Versioning and Memoization (Experimental)

Dagster allows for code versioning and memoization of previous outputs based upon that versioning. Listed here are APIs related to versioning and memoization.

Versioning

class dagster.VersionStrategy[source]

Abstract class for defining a strategy to version ops and resources.

When subclassing, get_op_version must be implemented, and get_resource_version can be optionally implemented.

get_op_version should ingest an OpVersionContext, and get_resource_version should ingest a ResourceVersionContext. From that, each synthesize a unique string called a version, which will be tagged to outputs of that solid in the pipeline. Providing a VersionStrategy instance to a job will enable memoization on that job, such that only steps whose outputs do not have an up-to-date version will run.

class dagster.SourceHashVersionStrategy[source]

VersionStrategy that checks for changes to the source code of ops and resources.

Only checks for changes within the immediate body of the op/resource’s decorated function (or compute function, if the op/resource was constructed directly from a definition).

class dagster.OpVersionContext(op_def, op_config)[source]

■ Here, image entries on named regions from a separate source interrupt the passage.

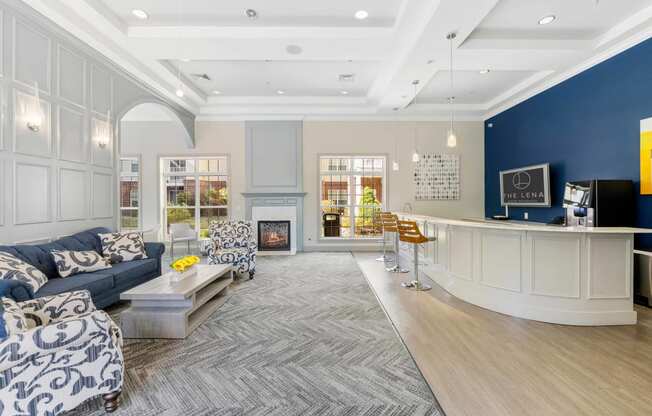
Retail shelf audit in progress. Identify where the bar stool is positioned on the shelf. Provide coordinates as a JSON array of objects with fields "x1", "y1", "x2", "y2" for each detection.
[
  {"x1": 382, "y1": 213, "x2": 409, "y2": 273},
  {"x1": 396, "y1": 221, "x2": 436, "y2": 291},
  {"x1": 374, "y1": 211, "x2": 393, "y2": 263}
]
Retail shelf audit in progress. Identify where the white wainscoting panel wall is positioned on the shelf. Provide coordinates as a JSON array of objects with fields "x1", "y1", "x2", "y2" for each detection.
[
  {"x1": 480, "y1": 232, "x2": 523, "y2": 292},
  {"x1": 528, "y1": 233, "x2": 584, "y2": 298},
  {"x1": 587, "y1": 236, "x2": 634, "y2": 299},
  {"x1": 57, "y1": 167, "x2": 89, "y2": 221}
]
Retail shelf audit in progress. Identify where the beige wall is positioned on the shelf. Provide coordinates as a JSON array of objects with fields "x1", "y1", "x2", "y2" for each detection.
[
  {"x1": 303, "y1": 121, "x2": 484, "y2": 250},
  {"x1": 120, "y1": 121, "x2": 245, "y2": 240}
]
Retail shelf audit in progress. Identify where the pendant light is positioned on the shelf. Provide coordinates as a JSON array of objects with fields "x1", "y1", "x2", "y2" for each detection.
[
  {"x1": 412, "y1": 79, "x2": 421, "y2": 163},
  {"x1": 392, "y1": 126, "x2": 400, "y2": 172},
  {"x1": 446, "y1": 32, "x2": 457, "y2": 148}
]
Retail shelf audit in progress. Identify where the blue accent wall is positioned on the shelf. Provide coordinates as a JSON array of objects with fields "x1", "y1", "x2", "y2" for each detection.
[{"x1": 485, "y1": 39, "x2": 652, "y2": 247}]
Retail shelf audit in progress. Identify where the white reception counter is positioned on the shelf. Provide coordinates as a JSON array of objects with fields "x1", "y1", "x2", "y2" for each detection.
[{"x1": 398, "y1": 213, "x2": 652, "y2": 325}]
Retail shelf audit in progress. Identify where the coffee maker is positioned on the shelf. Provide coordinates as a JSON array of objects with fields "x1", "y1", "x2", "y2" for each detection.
[{"x1": 563, "y1": 179, "x2": 635, "y2": 227}]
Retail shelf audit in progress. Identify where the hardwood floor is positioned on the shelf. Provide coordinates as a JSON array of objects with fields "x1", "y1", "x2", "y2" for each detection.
[{"x1": 354, "y1": 253, "x2": 652, "y2": 416}]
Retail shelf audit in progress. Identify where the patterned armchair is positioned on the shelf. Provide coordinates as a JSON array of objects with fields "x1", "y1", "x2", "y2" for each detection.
[
  {"x1": 0, "y1": 290, "x2": 124, "y2": 416},
  {"x1": 208, "y1": 221, "x2": 258, "y2": 279}
]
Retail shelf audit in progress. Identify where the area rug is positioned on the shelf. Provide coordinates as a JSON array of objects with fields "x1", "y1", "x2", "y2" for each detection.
[{"x1": 68, "y1": 253, "x2": 443, "y2": 416}]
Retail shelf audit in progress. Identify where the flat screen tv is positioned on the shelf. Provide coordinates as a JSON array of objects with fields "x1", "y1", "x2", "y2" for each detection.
[{"x1": 500, "y1": 163, "x2": 550, "y2": 207}]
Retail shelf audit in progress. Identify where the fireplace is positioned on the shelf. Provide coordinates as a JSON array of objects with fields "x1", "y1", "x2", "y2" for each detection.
[{"x1": 258, "y1": 221, "x2": 292, "y2": 251}]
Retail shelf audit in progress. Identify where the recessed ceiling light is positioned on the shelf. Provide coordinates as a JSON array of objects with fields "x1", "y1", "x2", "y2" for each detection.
[
  {"x1": 539, "y1": 14, "x2": 557, "y2": 25},
  {"x1": 131, "y1": 9, "x2": 149, "y2": 20},
  {"x1": 354, "y1": 10, "x2": 369, "y2": 20},
  {"x1": 245, "y1": 9, "x2": 258, "y2": 20},
  {"x1": 285, "y1": 45, "x2": 303, "y2": 55}
]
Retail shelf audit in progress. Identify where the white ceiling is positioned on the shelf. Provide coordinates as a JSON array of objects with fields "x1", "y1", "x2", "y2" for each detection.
[
  {"x1": 478, "y1": 0, "x2": 652, "y2": 39},
  {"x1": 23, "y1": 0, "x2": 652, "y2": 119},
  {"x1": 120, "y1": 103, "x2": 178, "y2": 121},
  {"x1": 172, "y1": 61, "x2": 379, "y2": 97},
  {"x1": 100, "y1": 0, "x2": 402, "y2": 27}
]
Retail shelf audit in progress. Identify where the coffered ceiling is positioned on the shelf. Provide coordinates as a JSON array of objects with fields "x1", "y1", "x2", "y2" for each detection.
[{"x1": 23, "y1": 0, "x2": 652, "y2": 119}]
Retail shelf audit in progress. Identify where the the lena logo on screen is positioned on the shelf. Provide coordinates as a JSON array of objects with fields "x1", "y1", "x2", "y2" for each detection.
[{"x1": 500, "y1": 164, "x2": 550, "y2": 206}]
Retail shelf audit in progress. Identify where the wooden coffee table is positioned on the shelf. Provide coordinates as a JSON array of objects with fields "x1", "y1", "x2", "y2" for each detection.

Provides execution-time information for computing the version for an op. .. attribute:: op_def

The definition of the op to compute a version for.

type:

OpDefinition

op_config

The parsed config to be passed to the op during execution.

Type:

Any

class dagster.ResourceVersionContext(resource_def, resource_config)[source]

Provides execution-time information for computing the version for a resource.

resource_def

The definition of the resource whose version will be computed.

Type:

ResourceDefinition

resource_config

The parsed config to be passed to the resource during execution.

Type:

Any

Memoization

class dagster.MemoizableIOManager[source]

Base class for IO manager enabled to work with memoized execution. Users should implement the load_input and handle_output methods described in the IOManager API, and the has_output method, which returns a boolean representing whether a data object can be found.

abstract has_output(context)[source]

The user-defined method that returns whether data exists given the metadata.

Parameters:

context (OutputContext) – The context of the step performing this check.

Returns:

True if there is data present that matches the provided context. False otherwise.

Return type:

bool

See also: dagster.IOManager.

dagster.MEMOIZED_RUN_TAG

Provide this tag to a run to toggle memoization on or off. {MEMOIZED_RUN_TAG: "true"} toggles memoization on, while {MEMOIZED_RUN_TAG: "false"} toggles memoization off.